Put another way, should credit unions depend on banks to get their work done? The prevailing sentiment in the credit union community is no, they should not. Which leads back to the first question: How many corporates should exist?
The corporates that survive will be ones that have deeply rethought what services they provide because nothing less than a radical re-examination of business fundamentals will point today’s corporates to survival. Said Paul Schaus, president of CCG Catalyst, a Phoenix-based consulting firm, "The number of corporates will continue to shrink, consolidation will continue for several more years, but we are not getting to see, say, 10 corporates anytime soon."
But, said Schaus, he would not be surprised if we end the year with 25 corporates, down from 31 early in 2011. "The corporates that remain will have to become much more efficient and that means more consolidations."

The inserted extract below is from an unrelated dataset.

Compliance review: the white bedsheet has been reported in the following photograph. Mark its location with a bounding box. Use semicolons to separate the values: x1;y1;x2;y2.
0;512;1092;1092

Simply surviving this year’s NCUA liquidity and asset tests will not be sufficient to guarantee survival, said Schaus. Corporates that prosper will know "their business model has changed. And they need to be there for their members. Go back to the roots. Corporates exist to provide members with services the members cannot easily do for themselves."

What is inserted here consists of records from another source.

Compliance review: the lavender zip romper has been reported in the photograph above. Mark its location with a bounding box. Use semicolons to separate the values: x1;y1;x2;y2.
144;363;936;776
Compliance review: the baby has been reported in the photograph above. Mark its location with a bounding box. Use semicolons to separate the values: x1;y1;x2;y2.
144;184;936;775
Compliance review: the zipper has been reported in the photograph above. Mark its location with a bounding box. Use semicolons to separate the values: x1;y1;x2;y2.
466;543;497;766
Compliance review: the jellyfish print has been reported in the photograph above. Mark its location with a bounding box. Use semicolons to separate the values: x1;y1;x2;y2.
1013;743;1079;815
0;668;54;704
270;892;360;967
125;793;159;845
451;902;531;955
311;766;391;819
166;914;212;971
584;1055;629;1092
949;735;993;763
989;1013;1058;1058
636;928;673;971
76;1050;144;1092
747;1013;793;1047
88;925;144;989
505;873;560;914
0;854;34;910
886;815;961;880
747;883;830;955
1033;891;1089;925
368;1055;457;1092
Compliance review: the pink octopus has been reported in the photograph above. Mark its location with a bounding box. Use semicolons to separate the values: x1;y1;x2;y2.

Do that and quite probably, suggested Schaus, there will be room for a couple dozen healthy corporates for some years to come.
Should the NCUA simply decree that there will be a certain number of corporates, no more, no less? Becker, for one, is vocal in his opposition. "Some people want to tell us how many corporates there should be. I am not in favor of that. I believe in the free market. It is messy but it works," he said.
"I don’t know what the magic number should be, I don’t know that anyone does," agreed Fouch. He added that he was skeptical that restricting the number of corporates–say creating a parallel universe to the 12 Federal Reserve banks, an idea that has been floated–makes sense. "I don’t know that would bring about the results people want," said Fouch.
But whether it is the free market or regulatory fiat that sets the number of corporates left standing, one last issue remains. Who is responsible for the success (or failure) of the corporates that survive? For Schaus that question is easy. "Credit unions forget. They own the corporates. They are the watchdogs. They drive the success or failure."